Centralized image reading: Utilize blinded central adjudication by experienced neuroradiologists to minimize inter-observer variability and reduce site-specific biases.
Timing protocols: Standardize the timing of CT acquisition relative to symptom onset and streptokinase administration to enable valid comparisons across patients.
Advanced imaging integration: Consider supplementing conventional CT with CT perfusion or MRI diffusion-weighted imaging to better characterize the penumbra and identify patients most likely to benefit from thrombolysis.
Contrary to some hypotheses, previous research has demonstrated that the presence of early CT scan signs did not increase the detrimental effect of streptokinase, suggesting that patient selection for thrombolysis should consider multiple factors beyond radiological findings alone .
Comprehensive reperfusion assessment should incorporate multiple complementary methods:
Electrocardiographic criteria: ST-segment resolution (>50% from baseline) provides a non-invasive measure of myocardial reperfusion, with research showing streptokinase achieves this in approximately 70.11% of cases compared to 80.40% with tenecteplase (p=0.0116) .
Clinical markers: Chest pain resolution serves as an important patient-centered outcome, occurring in 67.89% of streptokinase-treated patients versus 81.90% with tenecteplase (p=0.0006) .
Angiographic assessment: TIMI (Thrombolysis In Myocardial Infarction) flow grading provides direct visualization of epicardial coronary flow restoration.
Microvascular perfusion measures: Myocardial blush grade and ST-segment resolution together can identify patients with epicardial flow restoration but inadequate tissue perfusion.
Composite success definition: Research protocols should pre-specify a definition of successful reperfusion that integrates multiple criteria, similar to the approach used in comparative studies showing 70.11% success with streptokinase versus 81.90% with tenecteplase (p=0.0035) .

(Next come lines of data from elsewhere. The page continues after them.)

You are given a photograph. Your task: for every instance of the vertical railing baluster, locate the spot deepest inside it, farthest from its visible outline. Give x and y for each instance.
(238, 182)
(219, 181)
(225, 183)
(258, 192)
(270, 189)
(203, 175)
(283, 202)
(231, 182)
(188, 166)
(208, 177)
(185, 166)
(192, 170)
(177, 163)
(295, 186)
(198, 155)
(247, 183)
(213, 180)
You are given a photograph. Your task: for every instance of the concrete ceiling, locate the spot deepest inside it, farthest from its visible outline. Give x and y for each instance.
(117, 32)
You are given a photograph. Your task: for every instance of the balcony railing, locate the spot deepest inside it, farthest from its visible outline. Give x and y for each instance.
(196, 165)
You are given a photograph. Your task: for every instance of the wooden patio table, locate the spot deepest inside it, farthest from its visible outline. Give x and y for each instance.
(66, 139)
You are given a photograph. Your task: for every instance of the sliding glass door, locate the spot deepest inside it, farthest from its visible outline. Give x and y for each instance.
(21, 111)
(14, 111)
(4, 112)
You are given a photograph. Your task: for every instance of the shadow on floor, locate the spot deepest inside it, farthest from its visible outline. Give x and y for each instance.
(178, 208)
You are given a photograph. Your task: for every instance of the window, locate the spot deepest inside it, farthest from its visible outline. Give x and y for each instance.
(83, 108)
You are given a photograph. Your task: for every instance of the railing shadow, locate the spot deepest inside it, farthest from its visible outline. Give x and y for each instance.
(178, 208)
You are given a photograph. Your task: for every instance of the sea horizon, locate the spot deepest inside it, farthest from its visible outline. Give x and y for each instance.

This multi-modal approach provides more comprehensive assessment than any single measure alone, enabling researchers to characterize both epicardial and microvascular reperfusion efficacy.
Contextualizing modern streptokinase research within historical frameworks requires:
Modern researchers should view streptokinase not simply as a historical agent but as part of the continuum of reperfusion therapy development that transformed cardiovascular care from palliation to active intervention .
Streptokinase is a potent plasminogen activator widely used as a thrombolytic agent in clinical settings. It is naturally secreted by several strains of beta-hemolytic streptococci, particularly Streptococcus equisimilis . Streptokinase works by converting plasminogen to plasmin, which then breaks down fibrin clots, making it an essential treatment for conditions such as myocardial infarction, pulmonary embolism, and deep vein thrombosis .
The natural production of streptokinase has several limitations, including low yields and the pathogenic nature of its native host. To overcome these challenges, recombinant DNA technology has been employed to produce streptokinase in various host organisms. One notable example is the expression of streptokinase in the Gram-positive bacterium Streptomyces lividans .
In this process, the structural gene encoding streptokinase is fused to signal sequences that facilitate its secretion. For instance, the Streptomyces venezuelae CBS762.70 subtilisin inhibitor (vsi) signal sequence or the Streptomyces lividans xylanase C (xlnC) signal sequence can be used . The recombinant production in Streptomyces lividans has shown higher yields when the Sec-dependent signal peptide mediates the translocation of streptokinase .
Recombinant streptokinase offers several advantages over its naturally produced counterpart:
Streptokinase is primarily used as a thrombolytic agent to dissolve blood clots in patients suffering from acute myocardial infarction, pulmonary embolism, and other thrombotic conditions . Its ability to activate plasminogen and subsequently degrade fibrin clots makes it a critical component in emergency medicine.